Nach einer halben Stunde ging die Tür auf. Opa und Enkel traten auf den Flur.

»Und?«, wollte Walter sofort wissen, »was hat sie gesagt?«

»Dass ich so dünn bin, wie eine zerquetschte Spaghetti!«, grinste Tommy.

»Und was ist mit dir?«, wandte er sich an seinen Vater. »Wie ist dein Zustand?«

Opa hatte seinen Rollator im Zimmer gelassen und sich bei seinem Enkel eingehängt. Sein Hemd war verkehrt zugeknöpft und ein Hemdzipfel im Hosenstall eingeklemmt.

»Ich bin für mein Alter geradezu ein Ausbund an Gesundheit!«

»Das hat sie wirklich gesagt«, bestätigte Tommy, als er in die skeptischen Gesichter seiner Eltern blickte.

»Hat sie auch deinen Geisteszustand überprüft?«, fragte Beate spitz.

Opa hielt ihr grinsend ein Blatt Papier hin. »Lies, o du meine misstrauische Schwiegertochter!«

Beate nahm das Blatt zögernd in die Hand und las.

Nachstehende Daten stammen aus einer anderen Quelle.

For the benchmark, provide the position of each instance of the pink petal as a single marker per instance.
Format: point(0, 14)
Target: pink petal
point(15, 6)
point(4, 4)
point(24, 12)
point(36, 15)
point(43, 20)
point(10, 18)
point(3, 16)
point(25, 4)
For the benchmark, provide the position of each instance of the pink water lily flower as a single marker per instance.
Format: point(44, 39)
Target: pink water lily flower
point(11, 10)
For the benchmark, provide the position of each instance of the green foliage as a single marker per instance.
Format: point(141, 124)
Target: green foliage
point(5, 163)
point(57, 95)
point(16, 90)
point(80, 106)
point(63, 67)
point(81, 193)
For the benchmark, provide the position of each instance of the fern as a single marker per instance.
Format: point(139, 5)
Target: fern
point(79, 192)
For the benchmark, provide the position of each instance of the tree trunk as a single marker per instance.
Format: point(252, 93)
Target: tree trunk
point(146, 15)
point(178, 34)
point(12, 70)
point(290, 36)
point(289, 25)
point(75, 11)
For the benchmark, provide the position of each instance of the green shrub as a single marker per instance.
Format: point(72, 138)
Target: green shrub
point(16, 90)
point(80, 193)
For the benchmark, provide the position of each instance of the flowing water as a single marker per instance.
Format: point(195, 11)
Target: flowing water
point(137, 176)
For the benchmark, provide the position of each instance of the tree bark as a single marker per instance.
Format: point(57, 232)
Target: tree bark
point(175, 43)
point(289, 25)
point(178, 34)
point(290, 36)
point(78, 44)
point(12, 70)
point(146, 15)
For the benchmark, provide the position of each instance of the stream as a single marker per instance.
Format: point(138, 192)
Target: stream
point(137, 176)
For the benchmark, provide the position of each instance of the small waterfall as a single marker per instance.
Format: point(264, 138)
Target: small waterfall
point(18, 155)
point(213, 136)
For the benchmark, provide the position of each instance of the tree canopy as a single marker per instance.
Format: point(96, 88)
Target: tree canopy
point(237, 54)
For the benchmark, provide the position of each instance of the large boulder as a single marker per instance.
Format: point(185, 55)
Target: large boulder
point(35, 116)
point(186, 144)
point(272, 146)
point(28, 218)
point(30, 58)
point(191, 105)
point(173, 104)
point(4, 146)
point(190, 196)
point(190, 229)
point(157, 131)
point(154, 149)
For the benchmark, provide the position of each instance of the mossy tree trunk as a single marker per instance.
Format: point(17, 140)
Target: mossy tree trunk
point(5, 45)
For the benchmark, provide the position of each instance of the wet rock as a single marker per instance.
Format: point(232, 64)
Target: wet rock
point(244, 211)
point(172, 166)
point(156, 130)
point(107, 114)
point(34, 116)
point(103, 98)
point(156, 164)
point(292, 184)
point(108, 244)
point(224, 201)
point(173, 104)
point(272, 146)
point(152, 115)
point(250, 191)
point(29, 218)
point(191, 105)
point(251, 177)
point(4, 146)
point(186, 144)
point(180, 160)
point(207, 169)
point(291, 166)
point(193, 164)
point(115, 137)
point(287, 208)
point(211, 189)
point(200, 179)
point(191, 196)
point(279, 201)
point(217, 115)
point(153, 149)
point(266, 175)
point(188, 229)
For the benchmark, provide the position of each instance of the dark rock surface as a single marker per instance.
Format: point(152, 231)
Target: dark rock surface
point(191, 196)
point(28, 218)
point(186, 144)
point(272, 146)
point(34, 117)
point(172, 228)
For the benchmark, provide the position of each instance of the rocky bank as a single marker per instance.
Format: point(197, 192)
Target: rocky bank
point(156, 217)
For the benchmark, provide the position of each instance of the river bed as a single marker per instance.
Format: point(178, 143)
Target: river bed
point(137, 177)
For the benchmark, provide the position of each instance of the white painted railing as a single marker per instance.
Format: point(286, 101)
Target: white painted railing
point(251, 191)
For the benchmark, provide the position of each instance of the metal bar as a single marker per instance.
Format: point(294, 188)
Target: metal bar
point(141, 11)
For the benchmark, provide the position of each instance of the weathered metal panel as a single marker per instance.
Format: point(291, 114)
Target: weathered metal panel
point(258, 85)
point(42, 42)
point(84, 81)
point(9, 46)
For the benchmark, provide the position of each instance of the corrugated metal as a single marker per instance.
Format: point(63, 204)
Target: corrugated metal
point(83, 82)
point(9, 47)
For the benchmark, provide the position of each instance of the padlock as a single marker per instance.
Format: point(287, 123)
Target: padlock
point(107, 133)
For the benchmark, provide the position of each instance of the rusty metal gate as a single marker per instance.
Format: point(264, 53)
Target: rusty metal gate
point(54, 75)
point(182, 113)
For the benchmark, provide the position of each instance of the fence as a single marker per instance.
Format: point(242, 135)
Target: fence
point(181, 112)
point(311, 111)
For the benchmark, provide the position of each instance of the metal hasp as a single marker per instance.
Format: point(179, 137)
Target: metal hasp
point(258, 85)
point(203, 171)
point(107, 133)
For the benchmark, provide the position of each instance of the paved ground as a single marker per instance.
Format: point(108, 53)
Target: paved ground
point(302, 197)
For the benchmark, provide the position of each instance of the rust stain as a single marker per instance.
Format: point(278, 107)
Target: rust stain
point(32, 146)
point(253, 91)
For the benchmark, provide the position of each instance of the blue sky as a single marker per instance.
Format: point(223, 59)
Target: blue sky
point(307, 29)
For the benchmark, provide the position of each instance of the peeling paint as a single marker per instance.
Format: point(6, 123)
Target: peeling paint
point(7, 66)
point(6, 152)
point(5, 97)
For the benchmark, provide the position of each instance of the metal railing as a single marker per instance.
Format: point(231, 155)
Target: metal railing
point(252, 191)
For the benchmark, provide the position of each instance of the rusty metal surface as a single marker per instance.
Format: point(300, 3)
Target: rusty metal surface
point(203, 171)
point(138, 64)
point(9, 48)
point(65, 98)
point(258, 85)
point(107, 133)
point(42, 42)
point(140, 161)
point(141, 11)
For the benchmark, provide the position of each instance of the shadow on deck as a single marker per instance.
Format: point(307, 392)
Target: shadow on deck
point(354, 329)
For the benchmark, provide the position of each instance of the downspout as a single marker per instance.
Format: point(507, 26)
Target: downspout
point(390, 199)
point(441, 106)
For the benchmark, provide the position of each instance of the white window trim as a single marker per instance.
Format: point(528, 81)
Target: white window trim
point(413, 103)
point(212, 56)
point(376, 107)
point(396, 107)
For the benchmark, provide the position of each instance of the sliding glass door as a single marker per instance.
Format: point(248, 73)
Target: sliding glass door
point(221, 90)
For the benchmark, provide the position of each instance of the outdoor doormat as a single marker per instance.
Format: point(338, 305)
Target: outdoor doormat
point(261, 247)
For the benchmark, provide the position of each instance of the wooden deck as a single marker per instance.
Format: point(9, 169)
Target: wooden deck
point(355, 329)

Befund: Allseits gut orientiert, gut kontaktfähig, Gedanken in Form und Inhalt geordnet, psychomotorisch ausgeglichen, Merk- und Konzentrationsfähigkeit erhalten. Stimmung: normal schwingungsfähig, keine produktive oder psychosomatische Symptomatik …

Beate ließ das Blatt sinken. »Von wem reden die da? Das bist doch nicht du! Diesen Befund hast du doch jemand anderes gestohlen!«

Ehe Opa seinen Triumph noch weiter auskosten durfte, öffnete sich die Tür zur Ordination und Walter und Beate wurden von der Frau Doktor freundlich hereingebeten. Sie war eine hübsche junge Frau mit blonden Haaren und einem schneeweißen Kittel.

»Bitte nehmen Sie Platz. Wie geht es Ihnen?«

»Gut«, antworteten Walter und Beate aus einem Munde.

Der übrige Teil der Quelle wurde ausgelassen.